His willingness to publicly confront his own insecurities and fears offers an access-all-areas pass to a high-achiever’s core – and surely is central to explaining his extraordinary early successes as a coach.
Any player with a hunger to learn, to explore the outer ranges of his talent could not hope for a better or more sympathetic tutor.
Listen to O’Gara and what comes across is that he is demanding – of himself and others – yet empathetic, his ambition coated with an emotional intelligence too often suffocated by the weed of ego which entangles the mind of many sporting coaches or business leaders.
A Tommy Tiernan Show devoted in its entirety to the musings of the father-of-five would make for unmissable primetime television.
This week, as he reflected on the passing years, the 45-year-old challenged us with a stark nugget.
“You don’t really make new friends in your forties,” was the verdict of the Corkman who, in his role as coach of La Rochelle, took down old foe Leinster in the recent Champions Cup final.
Ronan’s hypothesis got me thinking.
As we age, and this correspondent crossed the threshold into his 50s a number of years ago, you know what it is like to be behind enemy lines: Body shape, elasticity, hairline, energy levels and recovery time all offer wistful reminders of long lost youth.
But one of the redeeming features – and here I stray from O’Gara’s experience – is the number of new people who walk into your life.
As an experiment to contradict Ronan’s thesis, I imagined that it was myself – rather than one of my closest friends and contemporaries – getting married for a second time next Friday.
I drew up a list of guests to invite and compared it to the original from two decades hence.
The differences were acute, upwards of 60 people who I hadn’t even met back at the turn of the century are now major figures in my life.
Many of these walked into my world long after 40 disappeared in the rear-view mirror.
Work, shared interests, days out at Dublin GAA games, barstool conversations…all of these have opened doors to new people whose company has been enormously enriching.
Many of us will retain a core group of close friends dating back to our teenage years.

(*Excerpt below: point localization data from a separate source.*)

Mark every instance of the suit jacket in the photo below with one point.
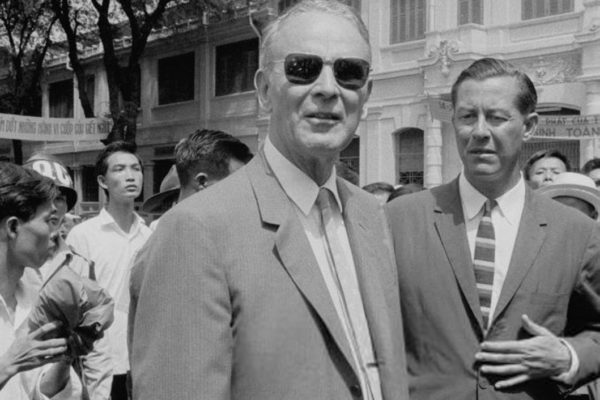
(232, 304)
(553, 277)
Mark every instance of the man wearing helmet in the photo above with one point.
(97, 372)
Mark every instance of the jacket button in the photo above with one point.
(356, 391)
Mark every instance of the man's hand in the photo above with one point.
(32, 350)
(541, 356)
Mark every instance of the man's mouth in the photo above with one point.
(324, 116)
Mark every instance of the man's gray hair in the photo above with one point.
(333, 7)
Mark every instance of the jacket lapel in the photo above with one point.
(528, 243)
(371, 258)
(450, 225)
(294, 249)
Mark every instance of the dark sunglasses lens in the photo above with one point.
(351, 73)
(302, 69)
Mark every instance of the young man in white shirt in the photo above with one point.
(111, 240)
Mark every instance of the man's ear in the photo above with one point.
(201, 180)
(261, 83)
(11, 226)
(102, 182)
(530, 122)
(365, 110)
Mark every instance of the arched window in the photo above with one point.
(542, 8)
(407, 20)
(410, 155)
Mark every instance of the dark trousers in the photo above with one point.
(121, 388)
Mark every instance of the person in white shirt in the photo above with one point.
(33, 365)
(499, 286)
(111, 240)
(96, 366)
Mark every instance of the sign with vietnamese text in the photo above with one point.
(53, 129)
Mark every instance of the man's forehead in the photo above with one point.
(496, 89)
(122, 158)
(321, 33)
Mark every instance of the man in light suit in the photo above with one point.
(246, 293)
(531, 331)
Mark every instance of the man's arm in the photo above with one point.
(182, 341)
(545, 355)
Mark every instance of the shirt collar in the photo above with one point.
(510, 203)
(298, 186)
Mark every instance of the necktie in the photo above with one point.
(483, 260)
(352, 315)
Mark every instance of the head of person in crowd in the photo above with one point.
(405, 189)
(202, 159)
(592, 169)
(575, 190)
(51, 167)
(26, 214)
(119, 172)
(494, 113)
(381, 190)
(207, 156)
(314, 82)
(543, 166)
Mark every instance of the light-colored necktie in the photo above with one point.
(484, 259)
(353, 314)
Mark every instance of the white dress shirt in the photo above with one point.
(303, 192)
(101, 240)
(506, 218)
(25, 385)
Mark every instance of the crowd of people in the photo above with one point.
(274, 277)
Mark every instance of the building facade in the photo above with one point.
(202, 77)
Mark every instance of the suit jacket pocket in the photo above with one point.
(549, 310)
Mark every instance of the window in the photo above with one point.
(470, 12)
(542, 8)
(407, 20)
(61, 99)
(285, 4)
(236, 65)
(410, 156)
(176, 79)
(90, 89)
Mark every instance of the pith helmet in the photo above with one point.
(53, 168)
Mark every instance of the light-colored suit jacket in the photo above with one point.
(230, 302)
(553, 277)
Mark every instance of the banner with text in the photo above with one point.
(53, 129)
(553, 127)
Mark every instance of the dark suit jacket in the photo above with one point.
(232, 305)
(553, 277)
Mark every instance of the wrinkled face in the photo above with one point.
(32, 243)
(315, 120)
(544, 170)
(490, 130)
(123, 178)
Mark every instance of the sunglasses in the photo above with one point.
(304, 69)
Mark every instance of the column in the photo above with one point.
(78, 186)
(433, 153)
(591, 148)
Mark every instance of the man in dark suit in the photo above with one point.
(278, 282)
(499, 286)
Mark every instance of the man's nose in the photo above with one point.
(326, 85)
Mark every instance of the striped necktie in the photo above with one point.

The bonds that accrue from those formative times playing sport together, first holidays, coming of age experiences, are precious and enduring.
But life doesn’t stand still and the soundtrack of new voices, different opinions and alternate perspectives facilitate our development as people.
It keeps us fresh, enables us to grow.
Listening to O’Gara is a reminder of how much we can learn from being the custodian of a curious mind.
Ronan’s every public utterance advertises a simple truth.
Whether aged 18 or 80, life would be a more interesting and challenging place with this wise Rebel as a trusted companion.